The sense of this creative participation in our own lives becomes vivid and exciting, I would argue, only when we have learned how to allow for this natural alternation or oscillation between active involvement and contemplative un-involvement, between immersion and reflection. If we get stuck on either side of the alternating current, our creative potentials will begin to decline and wither. Too far to one side and we become crippled and ghostlike ‘onlookers’ as life speeds past us like a bullet train. Too far to the other side and life sweeps us along like flotsam from one day to the next without our really being aware of anything other than the fact that we were busy or bored or distracted by this, that, or the other. Sometimes, these two lopsided, ‘stuck’ types meet each other and have the powerful but misleading impression that the other embodies the compensating solution to his/her imbalanced condition. It’s the familiar old ‘opposites attract’ idea. This is misleading because they are both only half right. In fact, it is as if each of them is on one side of a huge pane of glass such as we see in prisons, where visitors speak with the inmates. Only here, both persons are in their own prison on either side of the glass pane, for they are stuck, one in unconscious immersion in the ceaseless flux of meaningless events, the other looking down from the lonely heights to a boiling and bubbling battlefield of competing, needy, desirable, demanding, and frightening possibilities that one dare not dip one’s toe into.

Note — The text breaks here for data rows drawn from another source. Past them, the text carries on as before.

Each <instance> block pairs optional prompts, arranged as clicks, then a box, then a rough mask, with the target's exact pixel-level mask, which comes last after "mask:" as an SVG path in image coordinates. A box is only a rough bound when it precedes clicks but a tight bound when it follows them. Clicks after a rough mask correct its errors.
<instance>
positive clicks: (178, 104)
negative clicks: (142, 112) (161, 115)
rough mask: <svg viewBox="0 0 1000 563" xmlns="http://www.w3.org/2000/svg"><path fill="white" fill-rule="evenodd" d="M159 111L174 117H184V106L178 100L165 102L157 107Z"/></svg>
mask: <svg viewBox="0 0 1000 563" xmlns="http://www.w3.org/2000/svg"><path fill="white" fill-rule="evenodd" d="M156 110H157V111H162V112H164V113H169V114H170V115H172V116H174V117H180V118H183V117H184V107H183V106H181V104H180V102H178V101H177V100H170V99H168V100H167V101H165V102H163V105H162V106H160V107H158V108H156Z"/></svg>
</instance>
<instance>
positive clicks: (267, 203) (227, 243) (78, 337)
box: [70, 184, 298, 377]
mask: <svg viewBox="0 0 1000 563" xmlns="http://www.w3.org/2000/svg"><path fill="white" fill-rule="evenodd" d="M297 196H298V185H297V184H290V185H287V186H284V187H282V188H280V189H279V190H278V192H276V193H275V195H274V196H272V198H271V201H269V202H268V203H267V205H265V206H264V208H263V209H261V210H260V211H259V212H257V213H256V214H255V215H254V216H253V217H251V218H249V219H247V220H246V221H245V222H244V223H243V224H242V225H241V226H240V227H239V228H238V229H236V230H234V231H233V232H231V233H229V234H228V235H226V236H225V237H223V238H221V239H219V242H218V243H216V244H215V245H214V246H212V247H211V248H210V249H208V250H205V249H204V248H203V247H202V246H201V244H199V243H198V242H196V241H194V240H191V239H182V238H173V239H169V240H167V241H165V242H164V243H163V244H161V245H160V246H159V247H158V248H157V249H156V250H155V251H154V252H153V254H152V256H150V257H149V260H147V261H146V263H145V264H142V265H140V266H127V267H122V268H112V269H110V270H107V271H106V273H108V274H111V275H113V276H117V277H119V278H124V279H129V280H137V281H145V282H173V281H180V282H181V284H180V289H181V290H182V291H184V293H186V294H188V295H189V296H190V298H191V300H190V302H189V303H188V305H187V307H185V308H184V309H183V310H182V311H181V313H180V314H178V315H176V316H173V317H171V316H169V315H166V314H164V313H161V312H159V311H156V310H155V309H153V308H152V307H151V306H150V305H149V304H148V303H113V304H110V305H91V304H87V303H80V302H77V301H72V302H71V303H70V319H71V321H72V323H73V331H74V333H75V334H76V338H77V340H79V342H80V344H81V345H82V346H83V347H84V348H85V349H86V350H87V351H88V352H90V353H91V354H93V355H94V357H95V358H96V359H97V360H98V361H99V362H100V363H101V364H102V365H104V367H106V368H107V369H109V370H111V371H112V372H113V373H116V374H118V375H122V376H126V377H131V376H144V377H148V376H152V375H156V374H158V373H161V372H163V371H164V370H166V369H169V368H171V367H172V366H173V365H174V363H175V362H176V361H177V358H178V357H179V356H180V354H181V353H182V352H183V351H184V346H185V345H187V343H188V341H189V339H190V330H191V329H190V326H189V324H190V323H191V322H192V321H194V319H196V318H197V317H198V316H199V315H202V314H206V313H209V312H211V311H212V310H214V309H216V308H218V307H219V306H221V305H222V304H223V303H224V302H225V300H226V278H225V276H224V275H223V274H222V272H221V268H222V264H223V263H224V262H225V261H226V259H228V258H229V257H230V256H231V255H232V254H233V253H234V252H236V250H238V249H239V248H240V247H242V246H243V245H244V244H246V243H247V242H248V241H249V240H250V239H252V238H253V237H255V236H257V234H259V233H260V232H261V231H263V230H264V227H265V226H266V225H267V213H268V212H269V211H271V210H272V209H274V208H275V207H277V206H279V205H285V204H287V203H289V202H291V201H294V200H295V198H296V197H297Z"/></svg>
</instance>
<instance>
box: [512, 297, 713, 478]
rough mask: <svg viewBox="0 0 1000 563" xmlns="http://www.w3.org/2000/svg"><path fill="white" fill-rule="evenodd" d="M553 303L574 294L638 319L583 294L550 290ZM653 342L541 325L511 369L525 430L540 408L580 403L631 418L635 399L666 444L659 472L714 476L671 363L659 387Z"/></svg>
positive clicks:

The path to the fully lived life is invariably a crooked one that zigzags back and forth between immersion and withdrawal, spring and winter, light and shadow. Of course, such a life is broken open, drained, and replenished again and again in a long series of little and large deaths and rebirths. It is a perplexing and inconsistent life when viewed from an orthodox or even ‘commonsense’ perspective because in following its inner laws and promptings, its movements are never quite calculable or predictable—like the plot of an exceptionally good film or novel. In surrendering to the embrace of the great alternation, it breaks a million rules as it heals and re-heals its ever-dying self. It is the doer and the undoer of its life, the maker and the destroyer of the rungs on its ladders of ascent and descent. It devours everything of substance that it can cram into its soul, only to give it all back to the world with its own distinctive scent or perfume added thereunto. Thus, it never dies, for it becomes fuel in the fire of the continuing incarnation of that Dreamer whose very dream is the world.